AMARILLO, Texas (KAMR/KCIT) – As summer boating and fishing continue in full swing around the High Plains, officials with the Lake Meredith National Recreation Area said that education and close monitoring efforts have continued to prevent local water sources from experiencing the impact of invasive species seen elsewhere in Texas.

In recent months, invasive species such as the hammerhead flatworm and zebra mussels have made headlines after being seen in new parts of Texas. Further, extreme amounts of rainfall and subsequent flooding have raised both the Canadian River and Lake Meredith water levels and interconnected many regional streams and playa lakes.

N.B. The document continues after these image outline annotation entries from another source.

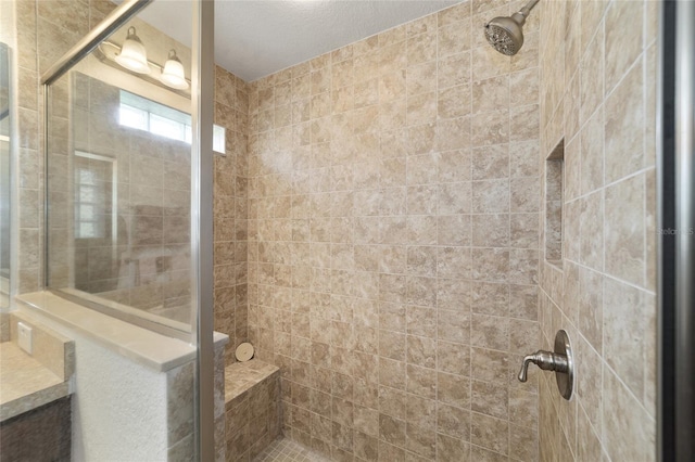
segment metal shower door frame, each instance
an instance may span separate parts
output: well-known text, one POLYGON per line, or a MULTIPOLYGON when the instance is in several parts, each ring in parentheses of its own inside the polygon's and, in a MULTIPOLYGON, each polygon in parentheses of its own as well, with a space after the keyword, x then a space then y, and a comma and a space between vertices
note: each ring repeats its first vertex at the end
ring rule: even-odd
MULTIPOLYGON (((78 61, 93 51, 111 34, 135 17, 153 0, 126 0, 101 23, 71 48, 42 76, 43 124, 48 127, 50 86, 78 61)), ((213 344, 213 115, 214 115, 214 0, 192 2, 191 46, 191 260, 195 278, 191 299, 198 307, 197 368, 195 368, 195 454, 200 461, 215 459, 214 418, 214 344, 213 344)), ((48 161, 49 137, 43 137, 43 151, 48 161)), ((45 162, 45 178, 48 178, 45 162)), ((48 223, 48 188, 45 188, 43 222, 48 223)), ((49 233, 45 232, 46 261, 48 262, 49 233)), ((45 265, 43 287, 48 281, 45 265)))
POLYGON ((660 461, 695 453, 695 2, 661 3, 657 107, 660 461))

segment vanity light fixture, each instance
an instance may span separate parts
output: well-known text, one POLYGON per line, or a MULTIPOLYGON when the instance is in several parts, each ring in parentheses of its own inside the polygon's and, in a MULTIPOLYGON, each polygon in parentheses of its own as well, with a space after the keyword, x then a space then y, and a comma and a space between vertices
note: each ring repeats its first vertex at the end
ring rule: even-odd
POLYGON ((169 50, 169 56, 166 63, 164 63, 160 80, 167 87, 177 90, 188 89, 188 81, 186 81, 186 75, 184 74, 184 65, 181 64, 181 60, 176 55, 176 50, 169 50))
POLYGON ((128 36, 123 42, 121 53, 115 56, 116 63, 126 69, 138 74, 150 74, 150 64, 148 63, 148 54, 140 37, 136 34, 135 27, 128 28, 128 36))

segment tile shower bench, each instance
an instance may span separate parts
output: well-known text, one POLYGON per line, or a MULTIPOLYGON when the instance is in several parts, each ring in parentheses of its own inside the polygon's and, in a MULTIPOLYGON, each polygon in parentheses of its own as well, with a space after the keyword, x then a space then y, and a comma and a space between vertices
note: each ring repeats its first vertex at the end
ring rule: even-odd
POLYGON ((225 368, 227 461, 251 461, 280 434, 280 370, 252 359, 225 368))

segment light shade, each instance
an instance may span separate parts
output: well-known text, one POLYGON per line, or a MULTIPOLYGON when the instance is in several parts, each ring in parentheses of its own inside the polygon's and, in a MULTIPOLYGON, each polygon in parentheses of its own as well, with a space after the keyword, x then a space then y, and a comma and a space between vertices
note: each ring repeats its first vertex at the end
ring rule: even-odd
POLYGON ((150 65, 148 64, 148 52, 135 33, 135 27, 128 28, 128 37, 123 42, 121 53, 115 57, 116 63, 126 69, 138 74, 150 74, 150 65))
POLYGON ((164 63, 160 80, 167 87, 172 87, 177 90, 186 90, 188 88, 188 82, 186 81, 186 75, 184 73, 184 65, 176 55, 176 50, 169 51, 169 57, 166 60, 166 63, 164 63))

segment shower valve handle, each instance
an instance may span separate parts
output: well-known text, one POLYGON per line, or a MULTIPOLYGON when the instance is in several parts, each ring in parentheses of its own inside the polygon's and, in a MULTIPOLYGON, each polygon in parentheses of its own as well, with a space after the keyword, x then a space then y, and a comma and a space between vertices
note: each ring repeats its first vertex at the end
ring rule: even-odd
POLYGON ((523 357, 523 364, 521 365, 521 371, 519 371, 519 382, 527 381, 527 373, 531 362, 544 371, 567 372, 569 369, 567 356, 540 349, 532 355, 523 357))
POLYGON ((523 357, 519 382, 528 380, 529 364, 532 362, 543 371, 555 371, 555 381, 563 398, 569 400, 574 389, 574 355, 569 336, 564 330, 555 334, 554 351, 538 350, 523 357))

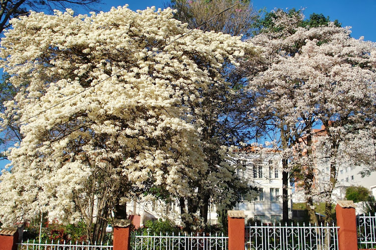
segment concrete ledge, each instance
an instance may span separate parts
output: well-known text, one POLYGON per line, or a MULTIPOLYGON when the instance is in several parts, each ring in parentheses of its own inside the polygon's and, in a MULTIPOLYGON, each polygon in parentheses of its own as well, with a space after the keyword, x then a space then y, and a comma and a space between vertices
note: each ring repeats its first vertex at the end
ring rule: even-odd
POLYGON ((355 208, 357 207, 357 205, 354 203, 354 201, 352 200, 338 200, 337 201, 337 204, 339 205, 341 207, 344 208, 350 207, 355 208))
POLYGON ((126 227, 130 225, 130 220, 115 220, 114 226, 117 227, 126 227))
POLYGON ((246 218, 244 211, 231 210, 227 211, 227 215, 231 218, 246 218))
POLYGON ((16 232, 17 232, 17 228, 4 228, 1 229, 1 230, 0 230, 0 235, 7 235, 9 236, 13 236, 14 234, 16 233, 16 232))

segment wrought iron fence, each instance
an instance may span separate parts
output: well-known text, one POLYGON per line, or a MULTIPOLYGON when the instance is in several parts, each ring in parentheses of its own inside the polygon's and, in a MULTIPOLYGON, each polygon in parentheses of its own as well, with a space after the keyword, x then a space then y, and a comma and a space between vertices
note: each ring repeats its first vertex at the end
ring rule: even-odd
POLYGON ((217 234, 201 236, 191 234, 182 235, 132 235, 131 249, 133 250, 227 250, 228 237, 217 234))
POLYGON ((55 243, 53 241, 51 243, 40 243, 35 242, 35 240, 32 242, 27 241, 27 242, 21 242, 17 245, 18 250, 112 250, 113 247, 108 246, 109 242, 107 242, 107 246, 101 243, 100 245, 94 243, 94 245, 90 245, 89 242, 85 244, 84 242, 78 242, 66 243, 65 241, 62 243, 57 241, 55 243))
POLYGON ((358 247, 359 249, 376 247, 376 214, 357 216, 358 247))
POLYGON ((338 250, 339 228, 311 225, 246 227, 247 250, 338 250))

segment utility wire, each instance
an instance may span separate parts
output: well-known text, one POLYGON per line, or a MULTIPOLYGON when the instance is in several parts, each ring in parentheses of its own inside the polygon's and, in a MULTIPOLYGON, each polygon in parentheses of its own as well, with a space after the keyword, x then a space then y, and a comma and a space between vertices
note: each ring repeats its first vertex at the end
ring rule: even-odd
MULTIPOLYGON (((126 70, 126 69, 128 69, 130 68, 131 66, 132 66, 133 65, 134 65, 136 64, 137 63, 138 63, 138 62, 139 62, 139 61, 141 61, 141 60, 144 60, 144 59, 146 59, 146 58, 147 58, 147 57, 149 57, 149 56, 152 56, 152 55, 153 55, 157 53, 157 51, 161 51, 161 50, 163 50, 163 49, 164 49, 165 48, 166 48, 166 47, 168 46, 169 45, 170 45, 171 44, 172 44, 174 43, 174 42, 176 42, 177 40, 178 40, 178 39, 180 39, 180 38, 182 38, 182 37, 184 37, 184 36, 187 36, 187 35, 189 34, 189 33, 190 33, 192 32, 193 32, 193 31, 194 30, 195 30, 195 29, 198 29, 198 28, 199 28, 200 27, 202 26, 202 25, 204 25, 204 24, 206 24, 206 23, 207 23, 208 22, 210 22, 210 21, 211 21, 212 20, 214 19, 214 18, 215 18, 216 17, 218 17, 218 16, 219 16, 220 15, 221 15, 221 14, 223 14, 223 13, 224 13, 224 12, 226 12, 226 11, 228 11, 229 9, 231 9, 232 8, 234 7, 235 6, 236 6, 236 5, 238 5, 238 4, 239 4, 240 2, 241 2, 242 1, 243 1, 243 0, 239 0, 239 1, 238 1, 237 2, 236 2, 236 3, 234 3, 234 4, 233 4, 233 5, 231 5, 231 6, 230 6, 230 7, 228 7, 228 8, 226 8, 226 9, 225 9, 225 10, 222 10, 222 11, 221 11, 220 12, 218 13, 218 14, 216 14, 216 15, 215 15, 215 16, 213 16, 212 17, 211 17, 211 18, 210 18, 209 19, 208 19, 208 20, 207 20, 205 21, 205 22, 204 22, 202 23, 201 24, 200 24, 200 25, 199 25, 197 26, 196 26, 196 27, 195 27, 194 29, 191 29, 191 30, 189 30, 189 31, 188 32, 187 32, 186 33, 185 33, 185 34, 184 34, 182 35, 181 36, 180 36, 178 37, 178 38, 176 38, 175 39, 174 39, 174 40, 173 40, 172 42, 170 42, 170 43, 168 43, 168 44, 166 44, 166 45, 164 45, 164 46, 162 46, 162 47, 161 48, 159 49, 158 49, 157 50, 156 50, 156 51, 153 51, 153 52, 152 52, 151 54, 150 54, 150 55, 146 55, 146 56, 144 56, 144 57, 142 57, 142 58, 138 59, 137 61, 135 61, 135 62, 133 62, 133 63, 132 63, 131 64, 130 64, 130 65, 129 65, 127 66, 127 67, 126 67, 124 68, 124 69, 121 69, 121 70, 119 70, 119 71, 118 71, 117 72, 116 72, 116 73, 114 73, 114 74, 113 74, 111 75, 110 75, 110 76, 109 76, 109 77, 107 77, 107 78, 105 78, 104 79, 102 80, 102 81, 100 81, 100 82, 98 82, 98 83, 96 83, 95 84, 94 84, 94 85, 93 85, 91 86, 90 87, 87 87, 87 88, 85 88, 85 89, 84 90, 83 90, 83 91, 81 91, 81 92, 79 92, 79 93, 78 93, 76 94, 75 95, 73 95, 73 96, 71 96, 71 97, 69 97, 69 98, 67 98, 66 99, 65 99, 65 100, 62 100, 62 101, 61 101, 60 102, 59 102, 59 103, 57 103, 57 104, 55 104, 55 105, 53 105, 51 106, 51 107, 49 107, 49 108, 46 108, 46 109, 44 109, 44 110, 43 110, 39 112, 39 113, 38 113, 37 114, 35 114, 35 115, 33 115, 33 116, 30 116, 30 117, 28 118, 27 119, 25 119, 25 120, 22 120, 22 121, 19 121, 18 123, 17 123, 17 124, 19 125, 21 124, 21 123, 23 123, 23 122, 25 122, 25 121, 28 121, 28 120, 30 120, 30 119, 31 119, 31 118, 34 118, 34 117, 36 117, 36 116, 38 116, 38 115, 40 115, 40 114, 42 114, 42 113, 45 113, 45 112, 47 112, 48 110, 50 110, 50 109, 52 109, 52 108, 54 108, 54 107, 56 107, 56 106, 58 106, 58 105, 60 105, 61 104, 62 104, 62 103, 63 103, 65 102, 65 101, 68 101, 68 100, 70 100, 70 99, 73 99, 73 98, 75 98, 75 97, 76 97, 76 96, 78 96, 79 95, 80 95, 80 94, 82 94, 83 93, 85 92, 85 91, 87 91, 87 90, 90 90, 90 89, 92 89, 92 88, 94 88, 94 87, 95 87, 95 86, 96 86, 97 85, 99 85, 99 84, 100 84, 101 83, 103 83, 103 82, 105 82, 105 81, 106 81, 107 80, 108 80, 108 79, 109 79, 111 78, 111 77, 112 77, 113 76, 116 76, 116 75, 118 75, 118 74, 119 74, 119 73, 121 73, 121 72, 122 72, 122 71, 124 71, 124 70, 126 70)), ((154 49, 154 48, 155 48, 155 47, 153 47, 153 49, 154 49)), ((7 126, 7 127, 8 127, 8 126, 7 126)), ((4 130, 2 130, 2 131, 0 131, 0 133, 1 133, 1 132, 3 132, 3 131, 4 131, 4 130, 5 130, 5 129, 4 129, 4 130)))

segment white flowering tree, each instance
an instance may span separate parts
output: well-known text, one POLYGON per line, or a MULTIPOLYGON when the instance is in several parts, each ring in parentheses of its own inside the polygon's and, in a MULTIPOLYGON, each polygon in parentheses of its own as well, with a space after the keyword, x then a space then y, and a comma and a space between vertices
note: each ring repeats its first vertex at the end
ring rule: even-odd
POLYGON ((54 211, 62 221, 85 218, 94 240, 111 211, 125 218, 124 204, 135 197, 190 201, 181 215, 189 226, 193 209, 184 208, 199 204, 201 189, 211 185, 215 202, 225 203, 237 197, 229 184, 247 186, 232 174, 224 146, 208 179, 199 117, 210 112, 205 95, 228 88, 223 65, 252 47, 172 16, 170 9, 125 6, 12 21, 1 66, 20 89, 1 126, 18 119, 23 138, 7 152, 13 167, 1 177, 2 222, 54 211))
MULTIPOLYGON (((351 38, 348 28, 321 19, 325 22, 304 22, 299 11, 293 10, 272 13, 266 31, 251 40, 265 48, 268 64, 253 78, 250 89, 257 95, 253 112, 262 118, 269 115, 267 120, 278 129, 280 147, 288 157, 295 155, 291 166, 302 167, 313 220, 312 129, 315 123, 324 125, 332 163, 330 183, 325 187, 330 220, 339 144, 348 134, 373 126, 375 45, 351 38), (354 131, 348 129, 350 125, 354 131)), ((365 156, 375 158, 372 152, 365 156)))

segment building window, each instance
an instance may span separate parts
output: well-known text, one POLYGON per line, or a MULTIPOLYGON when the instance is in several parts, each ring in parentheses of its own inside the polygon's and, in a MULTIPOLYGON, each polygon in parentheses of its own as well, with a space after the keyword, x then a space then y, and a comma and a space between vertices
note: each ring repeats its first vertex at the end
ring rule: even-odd
POLYGON ((261 223, 263 223, 265 220, 265 215, 261 214, 255 214, 254 219, 261 221, 261 223))
POLYGON ((257 196, 257 200, 258 201, 264 201, 264 189, 262 188, 258 189, 258 196, 257 196))
POLYGON ((270 201, 276 201, 278 200, 279 196, 279 189, 270 189, 270 201))
POLYGON ((253 166, 253 178, 257 178, 257 168, 256 166, 253 166))
POLYGON ((272 223, 276 223, 281 221, 281 215, 278 214, 272 214, 270 216, 270 220, 272 223))

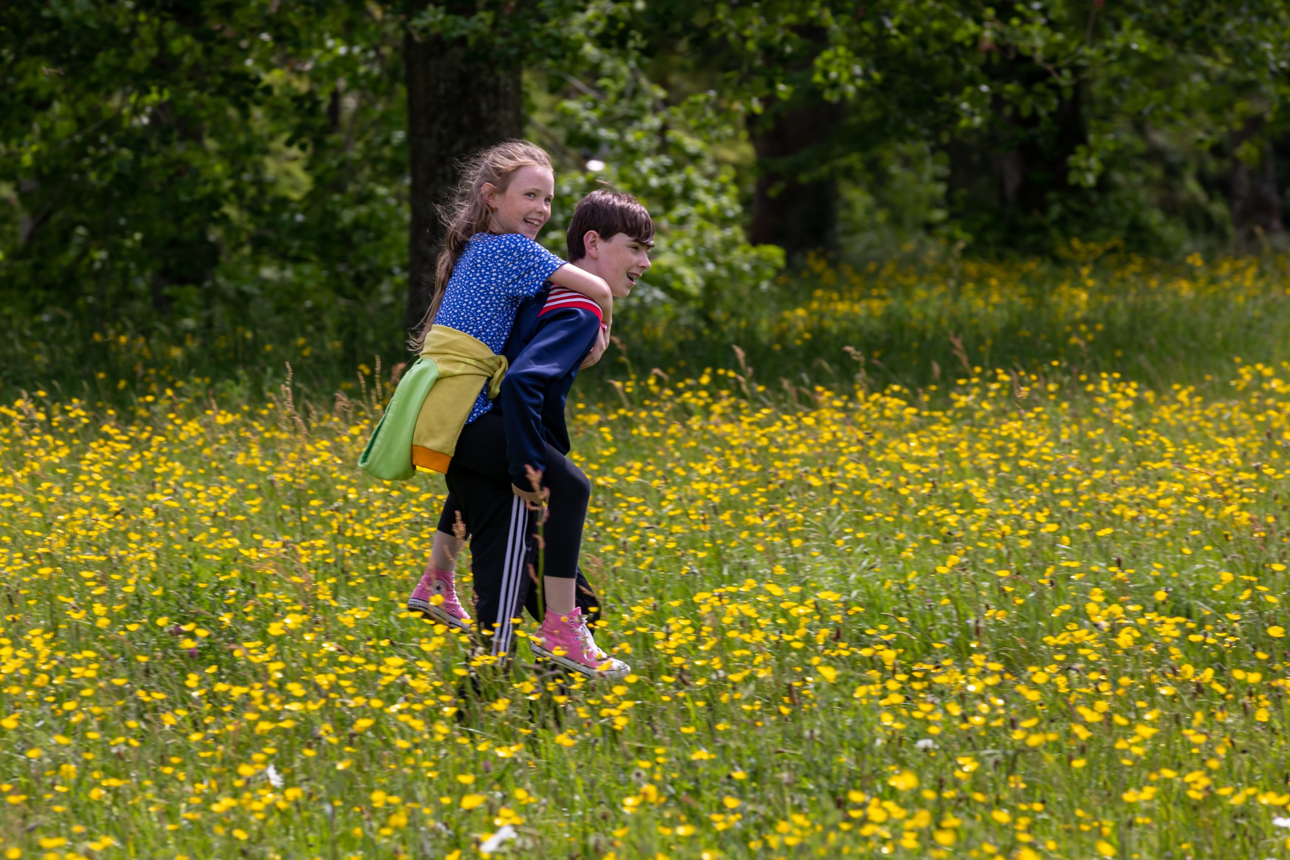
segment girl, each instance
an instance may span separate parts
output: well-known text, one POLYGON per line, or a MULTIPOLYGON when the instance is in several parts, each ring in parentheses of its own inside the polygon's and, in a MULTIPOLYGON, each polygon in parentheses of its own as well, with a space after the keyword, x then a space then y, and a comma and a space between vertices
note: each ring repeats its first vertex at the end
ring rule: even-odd
MULTIPOLYGON (((415 467, 446 472, 462 428, 491 407, 506 358, 502 349, 520 302, 546 282, 580 293, 605 315, 609 285, 547 251, 535 240, 551 218, 551 159, 526 141, 499 143, 462 169, 444 213, 448 236, 439 255, 435 294, 409 342, 421 358, 404 374, 360 467, 386 480, 406 480, 415 467)), ((439 535, 409 609, 454 627, 470 618, 457 600, 452 565, 439 535)))
MULTIPOLYGON (((574 210, 570 266, 604 277, 615 298, 628 295, 649 271, 653 245, 653 219, 631 195, 593 191, 574 210)), ((591 484, 566 459, 565 398, 584 358, 599 357, 600 331, 597 306, 568 290, 552 289, 521 306, 506 347, 510 367, 497 401, 504 414, 493 409, 462 431, 448 471, 449 500, 436 545, 442 552, 437 566, 449 570, 454 563, 449 551, 461 543, 453 535, 464 518, 472 536, 477 627, 493 655, 511 650, 515 616, 524 606, 542 621, 537 637, 529 640, 535 656, 588 677, 615 678, 630 667, 596 647, 590 628, 597 601, 578 570, 591 484), (535 517, 507 493, 508 484, 529 482, 530 469, 542 471, 542 490, 551 500, 541 542, 544 565, 535 562, 535 547, 525 545, 535 543, 530 534, 535 517), (537 585, 530 572, 539 571, 542 601, 530 588, 537 585)))

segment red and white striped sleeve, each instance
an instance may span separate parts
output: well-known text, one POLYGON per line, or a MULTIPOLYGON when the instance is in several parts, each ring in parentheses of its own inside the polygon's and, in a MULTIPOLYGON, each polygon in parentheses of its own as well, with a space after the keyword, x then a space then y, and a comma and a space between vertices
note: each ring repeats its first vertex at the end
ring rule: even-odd
POLYGON ((582 293, 574 293, 573 290, 566 290, 562 286, 552 286, 551 294, 547 297, 547 303, 542 306, 538 311, 538 316, 543 313, 550 313, 551 311, 562 311, 565 308, 577 308, 579 311, 591 311, 596 315, 596 318, 604 324, 605 317, 600 312, 600 306, 588 299, 582 293))

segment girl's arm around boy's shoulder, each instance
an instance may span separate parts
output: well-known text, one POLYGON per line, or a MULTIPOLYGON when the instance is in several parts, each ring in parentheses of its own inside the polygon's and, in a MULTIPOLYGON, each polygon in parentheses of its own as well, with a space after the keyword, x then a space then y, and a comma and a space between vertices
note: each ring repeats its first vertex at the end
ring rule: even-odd
POLYGON ((574 293, 582 293, 588 299, 600 306, 601 318, 609 325, 614 312, 614 297, 609 291, 609 284, 599 275, 592 275, 577 266, 561 266, 550 279, 556 286, 562 286, 574 293))

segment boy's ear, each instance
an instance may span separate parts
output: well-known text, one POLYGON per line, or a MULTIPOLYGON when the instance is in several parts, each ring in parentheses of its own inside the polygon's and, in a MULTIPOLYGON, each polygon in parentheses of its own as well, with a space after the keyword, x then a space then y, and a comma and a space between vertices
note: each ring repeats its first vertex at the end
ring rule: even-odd
POLYGON ((588 230, 582 235, 582 246, 587 250, 587 257, 596 259, 600 257, 600 233, 588 230))

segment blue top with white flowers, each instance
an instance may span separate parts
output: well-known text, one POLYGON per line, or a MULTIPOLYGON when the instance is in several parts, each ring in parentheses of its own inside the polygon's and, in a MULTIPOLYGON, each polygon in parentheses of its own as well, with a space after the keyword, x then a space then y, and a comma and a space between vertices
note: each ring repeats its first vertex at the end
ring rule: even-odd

However, despite the influx of water and the spread elsewhere in the Lone Star State, officials and published reports have noted that Lake Meredith has continued to see instances of invasive plant species more often than anything else. Noted by the National Park Service and the Invasive Plant Atlas, the area has experienced invasive plants including French tamarisk, Russian thistle, Russian olive, and johnsongrass.

Specifically regarding zebra mussels and quagga mussels, officials with the Lake Meredith National Recreation Area and the Canadian River Municipal Water Authority said that they have not detected either in the environment. Further, officials already use mussel detection dogs to search boats for invasive species on select weekends and are pursuing funding to increase those visits.

As noted previously on, K9 inspection teams work with the NPS to evaluate vessels before launch to ensure that neither zebra mussels nor other invasive species are present.

“The inspections we do with the dogs serves as both a deterrent and an educational component. So far we have not detected a boat contaminated with mussels and we have boats that utilize lakes where the mussels are present coming to Lake Meredith,” said Lake Meredith National Recreation Area Superintendent Eric Smith, “Our efforts to educate these boaters on the Clean, Drained and Dry method of invasive species transport prevention seems to be paying off.”

Officials from the recreation area continued to advise that visitors and community members be aware of measures they can take to prevent the spread of invasive species. More information on invasive species in Texas and ongoing surveys can be found here.

Meanwhile, Amarillo-area experts recently reiterated the need for day-to-day water safety for fishing, swimming, boating, and other water activities apart from monitoring for invasive species. The Texas Department of State Health Services also issued a fish consumption advisory for Lake Meredith regarding walleye in 2023 due to the presence of mercury.